Quiero que perdáis lo último que se pierde antes de que perdáis todo lo demás.
Prended fuego a la imaginación. Pegadle un tiro en la nuca a la ilusión. Caminad sin mirar hacia el horizonte. Sin destino, salvo por el peaje obligatorio antes de subir a la barca de Caronte.
No importa cómo, cuándo ni por qué, pero llegará ese momento en que lo mejor que uno puede hacer es descomponerse.

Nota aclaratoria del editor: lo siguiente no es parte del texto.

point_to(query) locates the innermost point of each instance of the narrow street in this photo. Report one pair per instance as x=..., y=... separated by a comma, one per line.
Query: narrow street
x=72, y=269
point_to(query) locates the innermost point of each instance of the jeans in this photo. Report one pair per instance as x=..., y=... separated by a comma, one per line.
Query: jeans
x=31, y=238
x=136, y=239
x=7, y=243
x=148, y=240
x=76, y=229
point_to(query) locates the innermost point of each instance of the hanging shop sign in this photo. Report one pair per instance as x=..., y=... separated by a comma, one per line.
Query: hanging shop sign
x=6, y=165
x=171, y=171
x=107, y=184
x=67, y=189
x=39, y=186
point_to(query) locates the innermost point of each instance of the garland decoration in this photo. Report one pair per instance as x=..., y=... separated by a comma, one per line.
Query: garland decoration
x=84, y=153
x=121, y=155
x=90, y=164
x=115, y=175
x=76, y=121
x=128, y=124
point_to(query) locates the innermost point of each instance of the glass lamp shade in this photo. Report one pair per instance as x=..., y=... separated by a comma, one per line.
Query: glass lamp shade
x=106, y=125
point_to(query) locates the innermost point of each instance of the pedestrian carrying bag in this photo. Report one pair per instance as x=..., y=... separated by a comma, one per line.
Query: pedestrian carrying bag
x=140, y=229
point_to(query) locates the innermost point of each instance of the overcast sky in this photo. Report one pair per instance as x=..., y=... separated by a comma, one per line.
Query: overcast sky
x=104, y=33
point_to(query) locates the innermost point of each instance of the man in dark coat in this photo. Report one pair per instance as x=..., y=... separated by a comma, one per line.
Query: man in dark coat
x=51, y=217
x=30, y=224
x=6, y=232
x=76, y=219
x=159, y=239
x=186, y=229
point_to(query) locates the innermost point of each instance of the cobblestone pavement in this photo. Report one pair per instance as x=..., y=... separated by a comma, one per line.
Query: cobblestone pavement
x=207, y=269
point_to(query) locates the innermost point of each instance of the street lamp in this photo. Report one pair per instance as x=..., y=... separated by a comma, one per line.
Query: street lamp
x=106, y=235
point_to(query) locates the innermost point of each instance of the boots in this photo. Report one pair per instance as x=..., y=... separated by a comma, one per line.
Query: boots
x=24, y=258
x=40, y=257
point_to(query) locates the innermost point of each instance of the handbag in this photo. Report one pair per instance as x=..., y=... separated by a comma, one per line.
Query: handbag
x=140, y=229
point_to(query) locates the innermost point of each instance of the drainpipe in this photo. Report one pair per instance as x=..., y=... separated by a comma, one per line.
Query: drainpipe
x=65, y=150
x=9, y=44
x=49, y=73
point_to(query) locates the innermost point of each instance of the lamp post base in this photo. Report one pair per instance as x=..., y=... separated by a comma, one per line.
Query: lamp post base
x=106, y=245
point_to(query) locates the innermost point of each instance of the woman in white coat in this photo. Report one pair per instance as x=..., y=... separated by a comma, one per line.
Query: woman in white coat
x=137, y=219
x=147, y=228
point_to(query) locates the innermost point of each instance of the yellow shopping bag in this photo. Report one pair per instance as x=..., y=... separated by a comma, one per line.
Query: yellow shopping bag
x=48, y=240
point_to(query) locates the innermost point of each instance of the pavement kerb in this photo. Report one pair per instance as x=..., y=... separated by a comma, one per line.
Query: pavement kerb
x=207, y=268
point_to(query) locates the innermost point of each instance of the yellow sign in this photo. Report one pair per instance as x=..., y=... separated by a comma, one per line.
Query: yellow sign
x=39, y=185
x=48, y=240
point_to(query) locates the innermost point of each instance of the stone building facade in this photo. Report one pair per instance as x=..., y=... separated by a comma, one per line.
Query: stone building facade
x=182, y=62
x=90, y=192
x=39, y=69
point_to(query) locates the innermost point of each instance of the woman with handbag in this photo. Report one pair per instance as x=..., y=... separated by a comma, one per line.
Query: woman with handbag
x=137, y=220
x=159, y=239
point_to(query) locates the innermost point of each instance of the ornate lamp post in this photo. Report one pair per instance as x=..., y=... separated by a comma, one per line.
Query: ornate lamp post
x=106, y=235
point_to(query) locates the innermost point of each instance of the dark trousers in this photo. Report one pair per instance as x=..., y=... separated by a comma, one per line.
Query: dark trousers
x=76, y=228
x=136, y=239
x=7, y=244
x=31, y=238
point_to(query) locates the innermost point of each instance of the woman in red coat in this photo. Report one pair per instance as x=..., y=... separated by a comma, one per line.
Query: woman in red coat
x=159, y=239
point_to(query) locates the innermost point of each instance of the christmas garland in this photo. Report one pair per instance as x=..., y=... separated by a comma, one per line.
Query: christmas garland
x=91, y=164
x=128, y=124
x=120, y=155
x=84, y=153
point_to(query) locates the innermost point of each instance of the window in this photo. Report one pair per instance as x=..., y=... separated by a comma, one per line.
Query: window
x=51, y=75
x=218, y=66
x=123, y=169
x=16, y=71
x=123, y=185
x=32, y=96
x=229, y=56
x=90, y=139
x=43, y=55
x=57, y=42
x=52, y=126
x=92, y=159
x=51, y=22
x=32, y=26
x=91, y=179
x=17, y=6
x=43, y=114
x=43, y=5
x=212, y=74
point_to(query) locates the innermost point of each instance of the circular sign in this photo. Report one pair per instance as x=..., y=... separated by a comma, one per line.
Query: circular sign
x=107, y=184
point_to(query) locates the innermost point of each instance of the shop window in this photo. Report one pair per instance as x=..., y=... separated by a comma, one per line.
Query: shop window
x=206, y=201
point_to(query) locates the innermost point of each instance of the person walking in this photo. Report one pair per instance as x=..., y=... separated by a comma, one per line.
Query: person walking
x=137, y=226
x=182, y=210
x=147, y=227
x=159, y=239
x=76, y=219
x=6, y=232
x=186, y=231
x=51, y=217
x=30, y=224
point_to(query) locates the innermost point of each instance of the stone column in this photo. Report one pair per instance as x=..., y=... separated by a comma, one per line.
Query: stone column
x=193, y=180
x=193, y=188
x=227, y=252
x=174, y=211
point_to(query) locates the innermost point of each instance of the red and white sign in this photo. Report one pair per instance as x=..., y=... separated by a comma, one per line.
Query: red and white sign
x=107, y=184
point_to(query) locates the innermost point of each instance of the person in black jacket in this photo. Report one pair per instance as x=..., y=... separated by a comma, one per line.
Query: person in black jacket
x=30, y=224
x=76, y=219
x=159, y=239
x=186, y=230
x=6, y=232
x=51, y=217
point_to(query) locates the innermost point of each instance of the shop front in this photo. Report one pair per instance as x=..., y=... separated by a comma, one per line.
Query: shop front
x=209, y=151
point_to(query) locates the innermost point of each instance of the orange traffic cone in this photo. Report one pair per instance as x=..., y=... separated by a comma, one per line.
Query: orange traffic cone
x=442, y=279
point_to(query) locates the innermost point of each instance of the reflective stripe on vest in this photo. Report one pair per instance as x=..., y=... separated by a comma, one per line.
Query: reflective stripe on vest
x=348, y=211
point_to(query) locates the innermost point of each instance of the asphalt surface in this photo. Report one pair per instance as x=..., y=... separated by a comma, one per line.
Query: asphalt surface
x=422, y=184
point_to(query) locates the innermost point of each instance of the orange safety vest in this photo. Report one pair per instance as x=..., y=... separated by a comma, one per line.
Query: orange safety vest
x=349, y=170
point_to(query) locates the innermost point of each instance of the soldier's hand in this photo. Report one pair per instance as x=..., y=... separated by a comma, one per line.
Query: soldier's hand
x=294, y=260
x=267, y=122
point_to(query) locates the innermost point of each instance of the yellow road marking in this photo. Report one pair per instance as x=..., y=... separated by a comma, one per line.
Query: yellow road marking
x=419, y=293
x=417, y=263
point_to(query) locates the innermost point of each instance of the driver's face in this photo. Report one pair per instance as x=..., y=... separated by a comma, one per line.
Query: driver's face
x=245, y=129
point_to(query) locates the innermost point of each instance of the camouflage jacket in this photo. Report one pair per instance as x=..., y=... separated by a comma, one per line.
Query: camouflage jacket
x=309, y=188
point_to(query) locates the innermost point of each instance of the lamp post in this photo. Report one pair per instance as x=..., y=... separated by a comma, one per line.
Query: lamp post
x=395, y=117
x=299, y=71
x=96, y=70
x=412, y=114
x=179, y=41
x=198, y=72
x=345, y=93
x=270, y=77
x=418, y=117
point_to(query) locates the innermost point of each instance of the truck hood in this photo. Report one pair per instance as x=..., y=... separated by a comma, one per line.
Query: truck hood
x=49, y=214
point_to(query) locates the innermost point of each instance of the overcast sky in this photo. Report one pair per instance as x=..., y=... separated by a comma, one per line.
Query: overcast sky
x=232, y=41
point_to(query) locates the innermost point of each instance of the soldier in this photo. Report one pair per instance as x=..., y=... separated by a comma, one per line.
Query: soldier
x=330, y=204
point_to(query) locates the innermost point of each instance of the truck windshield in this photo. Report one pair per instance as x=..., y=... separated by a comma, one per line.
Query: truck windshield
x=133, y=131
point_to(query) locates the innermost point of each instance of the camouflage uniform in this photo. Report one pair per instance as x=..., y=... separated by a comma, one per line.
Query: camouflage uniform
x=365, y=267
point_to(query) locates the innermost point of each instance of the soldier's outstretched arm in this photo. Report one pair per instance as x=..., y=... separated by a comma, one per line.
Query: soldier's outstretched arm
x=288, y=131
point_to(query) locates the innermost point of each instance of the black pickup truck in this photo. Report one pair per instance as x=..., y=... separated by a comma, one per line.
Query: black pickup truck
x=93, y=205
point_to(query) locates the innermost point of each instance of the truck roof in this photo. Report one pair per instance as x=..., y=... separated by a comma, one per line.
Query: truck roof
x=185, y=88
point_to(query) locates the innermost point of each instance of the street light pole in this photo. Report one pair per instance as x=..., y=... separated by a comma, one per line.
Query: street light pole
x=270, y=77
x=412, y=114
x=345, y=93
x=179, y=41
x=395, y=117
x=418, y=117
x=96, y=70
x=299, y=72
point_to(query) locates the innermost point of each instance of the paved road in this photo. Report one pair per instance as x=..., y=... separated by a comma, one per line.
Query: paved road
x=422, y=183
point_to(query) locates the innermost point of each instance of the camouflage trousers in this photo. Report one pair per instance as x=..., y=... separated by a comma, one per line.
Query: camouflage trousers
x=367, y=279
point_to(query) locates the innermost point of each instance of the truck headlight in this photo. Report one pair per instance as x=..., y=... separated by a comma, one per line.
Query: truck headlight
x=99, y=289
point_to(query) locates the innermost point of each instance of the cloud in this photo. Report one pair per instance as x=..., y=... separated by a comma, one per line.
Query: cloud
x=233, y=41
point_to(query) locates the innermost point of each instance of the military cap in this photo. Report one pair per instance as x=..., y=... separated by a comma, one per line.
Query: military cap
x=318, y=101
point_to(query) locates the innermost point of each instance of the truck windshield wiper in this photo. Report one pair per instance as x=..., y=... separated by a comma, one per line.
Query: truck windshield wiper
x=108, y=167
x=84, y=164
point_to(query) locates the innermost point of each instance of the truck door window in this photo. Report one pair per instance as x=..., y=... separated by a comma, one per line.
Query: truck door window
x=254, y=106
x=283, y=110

Ese momento en que los que quedan (si es que queda alguien, claro está) pagan dinero para que te maquillen y metan en una bonita caja barnizada, pagan porque salga tu nombre en el periódico, pagan dinero por unas flores que no puedes ver, pagan a un clérigo que no te conoce de nada para que hable de ti, pagan al mismo clérigo para que hable de cosas inventadas en el mismo ritual, para que amenace con esas cosas inventadas a todos aquellos que no obedezcan sus reglas inventadas.
Por eso también quiero que perdáis el miedo.

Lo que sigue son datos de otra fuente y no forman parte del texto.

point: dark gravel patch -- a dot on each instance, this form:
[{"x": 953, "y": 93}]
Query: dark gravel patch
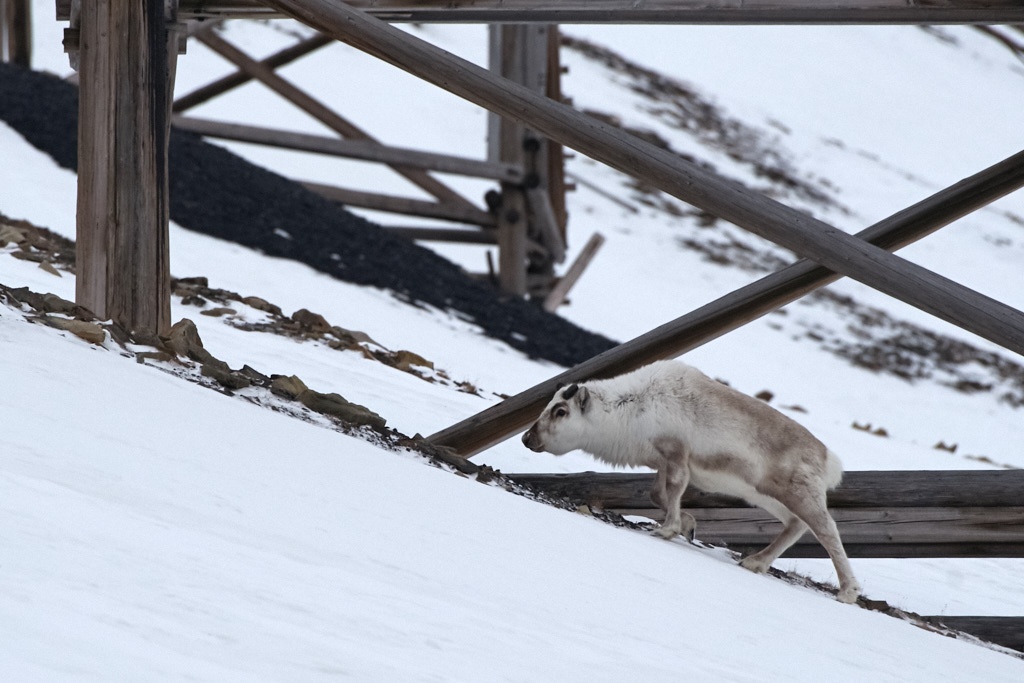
[{"x": 219, "y": 194}]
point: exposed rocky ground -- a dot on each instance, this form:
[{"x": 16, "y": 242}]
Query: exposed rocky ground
[
  {"x": 865, "y": 336},
  {"x": 216, "y": 193}
]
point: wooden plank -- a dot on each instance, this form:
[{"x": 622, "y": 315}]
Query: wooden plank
[
  {"x": 222, "y": 85},
  {"x": 323, "y": 114},
  {"x": 123, "y": 210},
  {"x": 444, "y": 235},
  {"x": 411, "y": 207},
  {"x": 360, "y": 150},
  {"x": 702, "y": 325},
  {"x": 1005, "y": 631},
  {"x": 561, "y": 289},
  {"x": 652, "y": 11},
  {"x": 970, "y": 513},
  {"x": 897, "y": 488},
  {"x": 671, "y": 173}
]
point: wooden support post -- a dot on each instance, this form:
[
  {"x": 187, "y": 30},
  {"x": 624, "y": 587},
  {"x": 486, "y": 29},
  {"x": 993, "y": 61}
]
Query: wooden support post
[
  {"x": 222, "y": 85},
  {"x": 126, "y": 79},
  {"x": 15, "y": 32},
  {"x": 513, "y": 56},
  {"x": 832, "y": 248},
  {"x": 735, "y": 309},
  {"x": 324, "y": 114},
  {"x": 562, "y": 287}
]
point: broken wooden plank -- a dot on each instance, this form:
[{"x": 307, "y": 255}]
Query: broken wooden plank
[{"x": 561, "y": 289}]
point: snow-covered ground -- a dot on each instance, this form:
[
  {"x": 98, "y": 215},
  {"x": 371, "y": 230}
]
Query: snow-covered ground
[{"x": 155, "y": 529}]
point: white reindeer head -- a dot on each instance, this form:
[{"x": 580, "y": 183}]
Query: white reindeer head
[{"x": 562, "y": 425}]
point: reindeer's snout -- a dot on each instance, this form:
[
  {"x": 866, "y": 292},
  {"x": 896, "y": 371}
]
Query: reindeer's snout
[{"x": 531, "y": 441}]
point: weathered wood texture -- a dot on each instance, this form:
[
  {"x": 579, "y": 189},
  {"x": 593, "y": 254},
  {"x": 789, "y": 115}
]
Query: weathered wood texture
[
  {"x": 358, "y": 150},
  {"x": 880, "y": 514},
  {"x": 561, "y": 289},
  {"x": 222, "y": 85},
  {"x": 324, "y": 114},
  {"x": 710, "y": 322},
  {"x": 15, "y": 32},
  {"x": 410, "y": 207},
  {"x": 123, "y": 209},
  {"x": 824, "y": 244},
  {"x": 655, "y": 11},
  {"x": 1005, "y": 631}
]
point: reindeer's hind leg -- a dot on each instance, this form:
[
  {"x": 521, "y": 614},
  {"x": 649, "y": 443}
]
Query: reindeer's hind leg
[
  {"x": 793, "y": 528},
  {"x": 673, "y": 477},
  {"x": 809, "y": 505}
]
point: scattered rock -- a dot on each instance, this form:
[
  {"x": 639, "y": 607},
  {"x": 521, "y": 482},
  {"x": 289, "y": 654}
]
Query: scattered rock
[
  {"x": 183, "y": 340},
  {"x": 90, "y": 332},
  {"x": 10, "y": 233},
  {"x": 336, "y": 406},
  {"x": 225, "y": 378},
  {"x": 312, "y": 322},
  {"x": 160, "y": 356},
  {"x": 289, "y": 387},
  {"x": 262, "y": 304},
  {"x": 878, "y": 431},
  {"x": 406, "y": 359}
]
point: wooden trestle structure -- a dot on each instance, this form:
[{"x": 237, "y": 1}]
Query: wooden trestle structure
[{"x": 126, "y": 111}]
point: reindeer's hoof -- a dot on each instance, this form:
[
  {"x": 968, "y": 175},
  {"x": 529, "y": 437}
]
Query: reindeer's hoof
[{"x": 849, "y": 594}]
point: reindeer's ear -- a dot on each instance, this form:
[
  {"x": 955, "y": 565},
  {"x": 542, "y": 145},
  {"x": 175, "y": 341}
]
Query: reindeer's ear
[{"x": 583, "y": 398}]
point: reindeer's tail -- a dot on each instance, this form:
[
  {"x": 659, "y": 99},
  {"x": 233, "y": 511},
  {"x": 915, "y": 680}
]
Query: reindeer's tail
[{"x": 834, "y": 470}]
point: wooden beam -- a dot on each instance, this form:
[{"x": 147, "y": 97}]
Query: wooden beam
[
  {"x": 830, "y": 247},
  {"x": 671, "y": 173},
  {"x": 651, "y": 11},
  {"x": 401, "y": 205},
  {"x": 360, "y": 150},
  {"x": 123, "y": 209},
  {"x": 324, "y": 114},
  {"x": 971, "y": 513},
  {"x": 445, "y": 235},
  {"x": 15, "y": 32},
  {"x": 561, "y": 289},
  {"x": 735, "y": 309},
  {"x": 893, "y": 488},
  {"x": 222, "y": 85}
]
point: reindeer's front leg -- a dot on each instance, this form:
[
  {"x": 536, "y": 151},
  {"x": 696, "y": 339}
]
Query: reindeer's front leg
[{"x": 673, "y": 477}]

Pero no el miedo a morir: no me atrevería a pediros tal cosa. Lo que quiero que perdáis es el miedo al infierno, el miedo a lo que habrá detrás de la puerta. Quiero que miréis a vuestro alrededor y que hagáis lo que os parezca correcto, pero no porque haya alguien que os vaya a castigar. No quiero que ser buena persona os resulte algo tan sencillo como obedecer, quiero que os comportéis como buenas personas si es que de verdad lo sois. Quiero que sea tan difícil como tomar una decisión sin coacción alguna. Quiero que demostréis vuestro verdadero rostro.
Y por eso quiero que perdáis la esperanza: la esperanza en el más allá, la esperanza en una recompensa. Por eso quiero que queméis la imaginación, que dejéis de inventaros paraísos, vírgenes y querubines; por eso quiero que asesinéis a la ilusión.
Para que así dejéis de fingir de una puta vez.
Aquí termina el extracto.